Wednesday, November 21, 2012

Gratitude in the Wake of Defeat

I will say what so many of us may be feeling this Thanksgiving; it's hard to be thankful for things when the world is in the state it's in. Obama gets another 4 years to take a wrecking ball to freedom, unemployment continues to be a huge and painful issue, Israel is under constant attack, and the majority of Americans only seem to care about the latest iGadget or what the celebrities are up to. We fought the fight in this election and we lost. Yes, it's hard to have something leap to mind where thankfulness is concerned.

But we must pause and take stock of things from the ground up. If we have a warm home in which to sleep, we should be thankful. If we are one of the lucky few to have a good job, we should give thanks. If we have food that isn't purchased by food stamps, that's nothing to sneeze at. If we have our health, we are blessed. If you start small and basic, you see it's not that bad after all. And you know what else you see, you see the war isn't even close to over.

Over the past weeks, I've done a lot of soul searching. I was devastated on election night. I admit to having a bit of a panic attack and sleeping was very difficult.

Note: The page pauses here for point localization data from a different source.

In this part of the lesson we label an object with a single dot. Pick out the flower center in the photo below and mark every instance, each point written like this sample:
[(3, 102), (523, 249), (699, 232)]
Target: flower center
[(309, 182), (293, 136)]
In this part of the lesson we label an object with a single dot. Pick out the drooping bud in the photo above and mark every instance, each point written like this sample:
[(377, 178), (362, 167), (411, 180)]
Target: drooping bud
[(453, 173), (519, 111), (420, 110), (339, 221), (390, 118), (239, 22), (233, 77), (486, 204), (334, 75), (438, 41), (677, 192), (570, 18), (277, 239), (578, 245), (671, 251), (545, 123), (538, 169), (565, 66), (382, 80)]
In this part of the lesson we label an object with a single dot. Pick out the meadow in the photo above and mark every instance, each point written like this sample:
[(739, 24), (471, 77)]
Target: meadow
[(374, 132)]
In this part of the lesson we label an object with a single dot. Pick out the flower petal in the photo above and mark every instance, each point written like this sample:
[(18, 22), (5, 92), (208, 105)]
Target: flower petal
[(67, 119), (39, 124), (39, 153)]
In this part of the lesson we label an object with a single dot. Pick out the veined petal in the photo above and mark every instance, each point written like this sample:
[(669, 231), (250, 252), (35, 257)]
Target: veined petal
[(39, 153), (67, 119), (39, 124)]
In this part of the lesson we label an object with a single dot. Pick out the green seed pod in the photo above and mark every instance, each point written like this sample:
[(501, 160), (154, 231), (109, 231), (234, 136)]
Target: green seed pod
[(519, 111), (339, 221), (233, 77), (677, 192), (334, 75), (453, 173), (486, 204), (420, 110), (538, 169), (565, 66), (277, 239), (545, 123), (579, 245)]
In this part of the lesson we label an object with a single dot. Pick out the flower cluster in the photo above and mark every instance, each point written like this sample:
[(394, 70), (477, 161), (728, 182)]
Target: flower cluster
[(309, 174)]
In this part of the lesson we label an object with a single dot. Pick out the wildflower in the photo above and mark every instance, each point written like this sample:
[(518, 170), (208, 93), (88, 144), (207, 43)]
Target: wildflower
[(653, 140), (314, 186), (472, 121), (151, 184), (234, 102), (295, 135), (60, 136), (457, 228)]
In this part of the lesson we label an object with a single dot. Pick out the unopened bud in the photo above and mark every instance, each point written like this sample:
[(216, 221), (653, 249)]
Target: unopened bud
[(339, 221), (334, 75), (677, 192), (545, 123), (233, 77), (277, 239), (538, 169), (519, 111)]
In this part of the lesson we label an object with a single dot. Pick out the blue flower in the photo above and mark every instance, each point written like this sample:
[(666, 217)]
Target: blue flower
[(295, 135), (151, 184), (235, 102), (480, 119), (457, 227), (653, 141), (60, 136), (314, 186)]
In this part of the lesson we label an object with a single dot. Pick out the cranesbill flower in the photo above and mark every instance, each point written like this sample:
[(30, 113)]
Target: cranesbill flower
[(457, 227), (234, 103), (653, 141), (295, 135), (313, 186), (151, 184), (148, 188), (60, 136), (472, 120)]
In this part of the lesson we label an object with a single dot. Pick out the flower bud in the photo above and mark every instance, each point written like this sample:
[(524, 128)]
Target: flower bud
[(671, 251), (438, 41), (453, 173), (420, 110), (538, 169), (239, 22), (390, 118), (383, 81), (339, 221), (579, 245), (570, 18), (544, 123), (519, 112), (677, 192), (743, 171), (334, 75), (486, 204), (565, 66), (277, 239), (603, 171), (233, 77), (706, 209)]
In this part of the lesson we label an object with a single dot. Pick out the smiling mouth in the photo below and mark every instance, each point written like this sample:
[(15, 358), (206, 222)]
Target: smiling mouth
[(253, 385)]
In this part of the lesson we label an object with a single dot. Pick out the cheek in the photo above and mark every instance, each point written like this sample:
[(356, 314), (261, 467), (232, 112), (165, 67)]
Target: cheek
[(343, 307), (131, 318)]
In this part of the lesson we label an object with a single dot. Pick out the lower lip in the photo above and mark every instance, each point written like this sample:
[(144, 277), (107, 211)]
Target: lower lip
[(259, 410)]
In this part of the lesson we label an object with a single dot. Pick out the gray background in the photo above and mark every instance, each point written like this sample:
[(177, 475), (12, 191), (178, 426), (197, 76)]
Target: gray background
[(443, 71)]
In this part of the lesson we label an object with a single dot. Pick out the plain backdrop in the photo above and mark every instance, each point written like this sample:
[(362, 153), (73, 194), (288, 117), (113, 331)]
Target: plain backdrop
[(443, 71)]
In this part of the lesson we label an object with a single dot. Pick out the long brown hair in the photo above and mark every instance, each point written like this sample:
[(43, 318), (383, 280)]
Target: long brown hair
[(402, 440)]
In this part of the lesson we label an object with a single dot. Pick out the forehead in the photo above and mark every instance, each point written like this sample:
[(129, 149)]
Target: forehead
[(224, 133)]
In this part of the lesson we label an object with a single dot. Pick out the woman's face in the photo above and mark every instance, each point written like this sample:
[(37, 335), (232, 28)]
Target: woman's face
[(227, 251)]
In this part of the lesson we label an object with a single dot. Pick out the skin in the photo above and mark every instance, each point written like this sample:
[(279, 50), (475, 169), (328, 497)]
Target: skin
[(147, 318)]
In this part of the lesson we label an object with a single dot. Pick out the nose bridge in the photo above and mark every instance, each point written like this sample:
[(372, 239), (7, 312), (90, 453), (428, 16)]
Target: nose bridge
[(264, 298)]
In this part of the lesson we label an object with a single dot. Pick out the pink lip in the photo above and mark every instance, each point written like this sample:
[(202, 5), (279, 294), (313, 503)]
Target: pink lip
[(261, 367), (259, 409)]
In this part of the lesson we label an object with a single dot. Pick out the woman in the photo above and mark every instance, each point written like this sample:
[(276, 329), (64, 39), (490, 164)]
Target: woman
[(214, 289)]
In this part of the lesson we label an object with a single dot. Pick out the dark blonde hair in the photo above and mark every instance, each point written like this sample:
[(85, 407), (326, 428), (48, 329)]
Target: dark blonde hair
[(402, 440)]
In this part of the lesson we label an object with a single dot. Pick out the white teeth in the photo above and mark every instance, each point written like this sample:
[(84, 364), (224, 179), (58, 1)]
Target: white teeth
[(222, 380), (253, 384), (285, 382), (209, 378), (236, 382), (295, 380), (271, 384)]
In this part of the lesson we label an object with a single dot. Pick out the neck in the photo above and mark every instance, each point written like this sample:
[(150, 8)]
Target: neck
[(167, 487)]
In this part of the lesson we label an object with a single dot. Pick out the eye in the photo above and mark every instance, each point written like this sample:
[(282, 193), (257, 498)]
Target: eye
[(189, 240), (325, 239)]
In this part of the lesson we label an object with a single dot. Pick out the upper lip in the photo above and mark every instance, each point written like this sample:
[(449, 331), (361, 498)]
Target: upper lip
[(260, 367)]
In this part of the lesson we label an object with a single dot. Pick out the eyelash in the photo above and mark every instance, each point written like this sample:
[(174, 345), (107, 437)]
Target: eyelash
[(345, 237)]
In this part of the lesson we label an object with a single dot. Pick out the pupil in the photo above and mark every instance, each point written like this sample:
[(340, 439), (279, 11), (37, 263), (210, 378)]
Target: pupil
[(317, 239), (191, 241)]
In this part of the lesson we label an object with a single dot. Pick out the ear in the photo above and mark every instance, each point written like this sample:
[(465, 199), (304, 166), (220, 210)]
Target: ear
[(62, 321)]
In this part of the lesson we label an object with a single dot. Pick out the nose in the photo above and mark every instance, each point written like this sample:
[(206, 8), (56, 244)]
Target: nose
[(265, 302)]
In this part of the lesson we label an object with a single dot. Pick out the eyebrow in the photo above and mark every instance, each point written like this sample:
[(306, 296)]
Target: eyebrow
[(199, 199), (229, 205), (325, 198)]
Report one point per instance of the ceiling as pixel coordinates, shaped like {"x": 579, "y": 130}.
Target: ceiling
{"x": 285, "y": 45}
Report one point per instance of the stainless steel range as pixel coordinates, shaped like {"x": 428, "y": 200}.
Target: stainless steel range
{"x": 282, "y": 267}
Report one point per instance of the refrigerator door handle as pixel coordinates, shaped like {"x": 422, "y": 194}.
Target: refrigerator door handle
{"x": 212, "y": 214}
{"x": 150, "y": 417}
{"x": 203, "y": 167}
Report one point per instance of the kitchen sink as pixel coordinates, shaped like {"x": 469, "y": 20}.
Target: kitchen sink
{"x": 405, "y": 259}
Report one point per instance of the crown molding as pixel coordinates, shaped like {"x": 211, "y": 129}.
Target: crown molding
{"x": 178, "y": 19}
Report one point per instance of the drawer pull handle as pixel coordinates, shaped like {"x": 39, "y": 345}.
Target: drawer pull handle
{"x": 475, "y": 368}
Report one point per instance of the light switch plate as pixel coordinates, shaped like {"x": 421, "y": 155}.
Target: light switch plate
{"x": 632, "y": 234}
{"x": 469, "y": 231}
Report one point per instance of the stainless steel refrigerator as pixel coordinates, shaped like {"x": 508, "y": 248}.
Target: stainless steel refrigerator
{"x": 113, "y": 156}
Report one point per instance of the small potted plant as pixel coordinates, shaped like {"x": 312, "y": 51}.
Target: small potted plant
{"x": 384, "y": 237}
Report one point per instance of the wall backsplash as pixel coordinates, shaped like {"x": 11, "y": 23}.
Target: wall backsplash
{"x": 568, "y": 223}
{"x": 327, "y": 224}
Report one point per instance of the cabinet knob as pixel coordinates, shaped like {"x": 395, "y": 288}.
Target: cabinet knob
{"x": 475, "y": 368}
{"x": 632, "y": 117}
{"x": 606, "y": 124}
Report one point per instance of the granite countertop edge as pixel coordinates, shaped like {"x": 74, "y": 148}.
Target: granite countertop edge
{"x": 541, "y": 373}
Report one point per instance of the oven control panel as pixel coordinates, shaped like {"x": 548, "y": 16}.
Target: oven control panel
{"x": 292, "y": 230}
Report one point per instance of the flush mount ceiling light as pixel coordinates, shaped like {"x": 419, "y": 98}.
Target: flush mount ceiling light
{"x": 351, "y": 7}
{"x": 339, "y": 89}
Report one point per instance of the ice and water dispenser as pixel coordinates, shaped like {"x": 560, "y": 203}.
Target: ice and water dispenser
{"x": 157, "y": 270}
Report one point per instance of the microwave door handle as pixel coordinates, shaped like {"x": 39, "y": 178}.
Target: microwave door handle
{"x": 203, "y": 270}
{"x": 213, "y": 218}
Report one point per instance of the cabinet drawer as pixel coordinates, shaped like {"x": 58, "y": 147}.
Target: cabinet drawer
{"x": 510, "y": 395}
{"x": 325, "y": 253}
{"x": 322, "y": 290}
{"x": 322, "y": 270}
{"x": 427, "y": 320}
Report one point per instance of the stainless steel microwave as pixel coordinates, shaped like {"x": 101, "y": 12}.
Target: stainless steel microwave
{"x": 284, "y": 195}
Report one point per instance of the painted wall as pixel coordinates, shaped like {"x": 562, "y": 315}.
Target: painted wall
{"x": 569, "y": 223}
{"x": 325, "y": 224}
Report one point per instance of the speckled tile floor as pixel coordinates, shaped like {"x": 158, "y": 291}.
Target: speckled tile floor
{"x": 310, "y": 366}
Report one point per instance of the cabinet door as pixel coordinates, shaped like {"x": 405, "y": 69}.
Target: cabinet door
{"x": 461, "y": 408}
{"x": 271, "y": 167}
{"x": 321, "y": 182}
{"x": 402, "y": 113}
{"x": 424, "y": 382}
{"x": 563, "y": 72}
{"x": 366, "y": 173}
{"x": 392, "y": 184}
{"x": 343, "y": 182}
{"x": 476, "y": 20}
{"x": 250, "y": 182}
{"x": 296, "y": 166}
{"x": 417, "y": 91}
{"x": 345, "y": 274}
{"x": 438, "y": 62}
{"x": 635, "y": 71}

I felt like the last volley had been issued and our stand against socialism was over. Capitalism was dead; freedom was dead. But as the days progressed, I saw the soldiers slowly drag themselves from the dirt. We began to regroup and count our losses. We gained a lot in this election, though it's hard to see. We gained, first and foremost, fortitude. We learned exactly what must be done to outwit our enemy, this election showing us some of the final pieces of the plan. Our strength to keep going, even after such a defeat, shows we are far from surrender. Fortitude is important, perhaps more important than almost anything in a fight like this.

In my own life, I struggle with many desires and disappointments. If not for fortitude, the willingness to keep going and above all, keep going as who I am, I wouldn't be where I am today. When outnumbered, it's easy to defect. People want to be on the side that's winning. But what is victory if gained at the cost of one's integrity and faith? I watch people succeed in my field on sheer gimmick alone while I struggle to gain a footing in the industry with nearly 10 years of experience and a lifetime of creative talent. People say, "You just don't know the right people," or "You don't act or look like a popular designer." My own husband has suggested I adopt an alias, someone with a hyperbolic past, some piercings, and maybe an 'alternative lifestyle'. It would seem, as in today's politics, how you appear is far more important than your actual capabilities. Yes, when you're on the outside looking in, defection sounds so very simple.

But I have held fast, resisting the temptation to sacrifice who I am for hollow praise. And we brave conservatives stand strong as well. Our fortitude has not allowed us the easy escape of surrender and that's something to be very thankful for. Things are far from good in America, but you can take solace in this: we will not give up. When the odds are against you, in your personal life or otherwise, take strength from the things for which you give thanks. Take strength from your family, from your ability to persevere, from your stalwart individuality in a world where abnormal is the new normal. Don't make excuses and don't take the easy road. All good things come at a price; be thankful you have the richness of faith to pay it.

Happy Thanksgiving America, the greatest nation on earth. God bless!